Senior Rashtriya Janata Dal (RJD) leader Abdul Bari Siddiqui courted controversy today for saying women with lipsticks and bob-cut hairstyles would come forward in the name of the women's reservation bill, which was passed in during a special session of the Parliament earlier this month. Mr Siddiqui was addressing an event in Bihar's Muzaffarpur.
However, he later sought to clarify by saying his party has been supporting the bill "right from the beginning", and he was speaking in 'village language' to make his audience understand. The RJD has, in fact, been one of the strongest critics of the bill in its present form, demanding a quota within quota to include OBC women.
It was an RJD rally with a lot of women villagers present there, Abdul Bari Siddiqui said, adding that he used "typical village language" to make his audience understand the benefits of the new law.

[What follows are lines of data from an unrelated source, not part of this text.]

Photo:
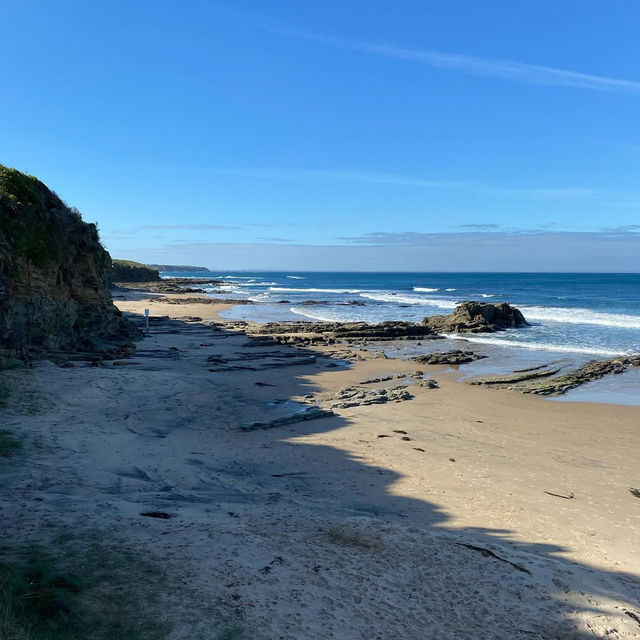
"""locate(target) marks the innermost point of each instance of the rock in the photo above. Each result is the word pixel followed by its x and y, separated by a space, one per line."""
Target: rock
pixel 130 271
pixel 547 383
pixel 454 357
pixel 307 333
pixel 201 300
pixel 311 413
pixel 54 276
pixel 355 397
pixel 478 317
pixel 173 285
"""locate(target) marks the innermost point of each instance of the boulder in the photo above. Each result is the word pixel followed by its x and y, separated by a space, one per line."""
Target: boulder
pixel 477 317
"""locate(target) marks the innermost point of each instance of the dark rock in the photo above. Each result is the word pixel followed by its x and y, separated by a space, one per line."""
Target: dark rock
pixel 309 333
pixel 478 317
pixel 355 397
pixel 547 383
pixel 54 276
pixel 454 357
pixel 130 271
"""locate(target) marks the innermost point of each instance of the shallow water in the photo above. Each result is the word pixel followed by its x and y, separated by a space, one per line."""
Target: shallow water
pixel 574 317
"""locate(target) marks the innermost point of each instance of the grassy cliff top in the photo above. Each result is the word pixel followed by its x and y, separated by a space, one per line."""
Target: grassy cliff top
pixel 132 264
pixel 37 225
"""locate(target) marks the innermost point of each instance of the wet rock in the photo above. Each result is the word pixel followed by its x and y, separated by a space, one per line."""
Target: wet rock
pixel 312 413
pixel 547 383
pixel 454 357
pixel 478 317
pixel 356 397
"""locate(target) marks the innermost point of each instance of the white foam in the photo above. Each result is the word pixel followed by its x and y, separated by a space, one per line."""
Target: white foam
pixel 317 315
pixel 540 346
pixel 568 315
pixel 311 290
pixel 409 299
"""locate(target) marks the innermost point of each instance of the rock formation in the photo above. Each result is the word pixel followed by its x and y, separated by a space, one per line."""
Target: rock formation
pixel 545 382
pixel 130 271
pixel 477 317
pixel 54 274
pixel 454 357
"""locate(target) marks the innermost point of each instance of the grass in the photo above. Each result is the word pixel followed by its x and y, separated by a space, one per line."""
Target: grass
pixel 37 602
pixel 82 588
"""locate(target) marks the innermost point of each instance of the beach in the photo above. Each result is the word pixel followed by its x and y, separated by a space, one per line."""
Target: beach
pixel 459 512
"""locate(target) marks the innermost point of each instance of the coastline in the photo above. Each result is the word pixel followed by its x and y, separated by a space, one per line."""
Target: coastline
pixel 287 527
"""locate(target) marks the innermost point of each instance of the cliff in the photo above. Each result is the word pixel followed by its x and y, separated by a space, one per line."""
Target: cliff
pixel 54 276
pixel 130 271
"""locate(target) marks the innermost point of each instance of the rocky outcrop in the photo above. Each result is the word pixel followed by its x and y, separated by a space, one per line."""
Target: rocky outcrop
pixel 330 332
pixel 54 277
pixel 545 382
pixel 454 357
pixel 172 285
pixel 477 317
pixel 130 271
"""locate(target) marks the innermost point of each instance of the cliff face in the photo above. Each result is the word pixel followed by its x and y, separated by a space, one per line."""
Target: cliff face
pixel 130 271
pixel 54 276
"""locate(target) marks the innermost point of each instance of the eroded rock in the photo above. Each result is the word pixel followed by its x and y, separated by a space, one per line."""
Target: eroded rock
pixel 478 317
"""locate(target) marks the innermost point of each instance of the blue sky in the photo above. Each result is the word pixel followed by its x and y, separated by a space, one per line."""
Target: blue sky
pixel 335 135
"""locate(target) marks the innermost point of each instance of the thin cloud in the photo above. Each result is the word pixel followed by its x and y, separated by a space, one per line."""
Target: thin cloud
pixel 415 239
pixel 511 70
pixel 190 227
pixel 320 175
pixel 485 227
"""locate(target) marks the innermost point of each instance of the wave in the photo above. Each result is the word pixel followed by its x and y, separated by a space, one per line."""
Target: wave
pixel 540 346
pixel 317 315
pixel 410 299
pixel 311 290
pixel 567 315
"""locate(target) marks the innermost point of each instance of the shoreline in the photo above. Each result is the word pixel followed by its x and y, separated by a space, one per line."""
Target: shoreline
pixel 513 512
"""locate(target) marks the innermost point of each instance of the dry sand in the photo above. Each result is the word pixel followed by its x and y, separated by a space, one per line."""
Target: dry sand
pixel 323 529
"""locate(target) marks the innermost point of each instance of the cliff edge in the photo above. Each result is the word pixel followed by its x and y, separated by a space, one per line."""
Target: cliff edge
pixel 54 277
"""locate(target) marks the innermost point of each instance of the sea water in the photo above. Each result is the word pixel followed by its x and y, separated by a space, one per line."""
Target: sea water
pixel 574 317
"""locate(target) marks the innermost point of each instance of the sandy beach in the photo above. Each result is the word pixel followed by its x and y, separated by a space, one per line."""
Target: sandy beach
pixel 461 512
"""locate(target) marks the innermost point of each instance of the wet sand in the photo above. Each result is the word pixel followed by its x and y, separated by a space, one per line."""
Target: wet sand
pixel 462 512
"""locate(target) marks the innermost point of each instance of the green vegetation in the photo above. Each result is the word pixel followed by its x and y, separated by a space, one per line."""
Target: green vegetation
pixel 131 271
pixel 131 263
pixel 36 601
pixel 95 591
pixel 36 224
pixel 8 444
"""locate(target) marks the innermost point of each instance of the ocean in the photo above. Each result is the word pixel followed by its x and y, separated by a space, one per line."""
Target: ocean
pixel 574 317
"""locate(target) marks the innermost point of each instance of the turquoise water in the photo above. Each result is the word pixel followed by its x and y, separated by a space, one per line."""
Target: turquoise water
pixel 573 317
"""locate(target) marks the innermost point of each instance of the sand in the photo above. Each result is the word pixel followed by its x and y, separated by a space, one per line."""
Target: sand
pixel 483 514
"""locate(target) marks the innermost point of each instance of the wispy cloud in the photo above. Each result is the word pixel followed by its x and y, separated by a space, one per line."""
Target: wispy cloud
pixel 480 235
pixel 320 175
pixel 479 227
pixel 190 227
pixel 511 70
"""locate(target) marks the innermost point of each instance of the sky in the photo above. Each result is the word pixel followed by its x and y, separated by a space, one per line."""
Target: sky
pixel 450 135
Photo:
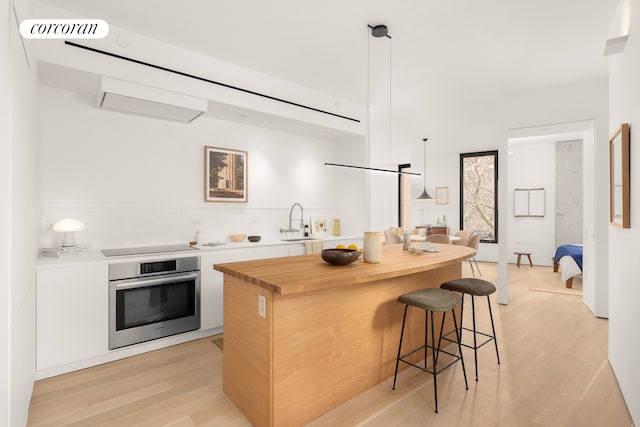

Union minister and BJP leader Kaushal Kishore called the remarks a sign of the RJD leader's "small mentality".
This is a sign of his small mentality. The women who are coming to the Parliament after getting elected are coming after reading the Constitution and laws, and are speaking about the public interest. Just as a car has two wheels, in the same way women and men in the Parliament and Legislative Assembly will work together to make laws of public interest and will help in making this country a developed India," he said.
Mr Siddiqui's remark drew criticism from INDIA bloc ally JMM as well. The party's Rajya Sabha MP Mahua Maji cautioned that such statements can hurt women.
"We are in the 21st century today. One should avoid making such statements which can hurt women. We also want the women from backward classes to come forward. We are also talking about the reservation of SC, ST, and OBC women in the Women's Reservation Bill," she said.
RJD's objection to a women's quota bill without an OBC quota within it is not new. RJD leaders, along with Samajwadi Party MPs and Sharad Yadav, who once headed the JD(U), had tried to disrupt the passage of the bill on several occasions in the past, by storming the well of the house, and even trying to snatch the copy of the bill while it was being introduced.
Such remarks in context of the bill are also not new.
Samajwadi Party chief Akhilesh Yadav's father and party patriarch late Mulayam Singh Yadav had at least twice courted controversy for his remarks on how the reservation would benefit only affluent women.
In 2012, when asked about his demand for a quota within the quota, he remarked "...bade ghar ki ladkiya aur mahilayen ko fayda milega... humari gaon ki gareeb mahilayon ko nahin... akarshak nahi hoti...bas itna kahunga... jyada nahi... (The women reservation bill in its present form would only benefit rich and urban women... our poor and rural women are not attractive... will not say beyond this)."
Two years earlier, when the bill was tabled in the Rajya Sabha for approval in March 2010, he said, "The Women's Reservation Bill, if passed in present format, would provoke young men to whistle in parliament."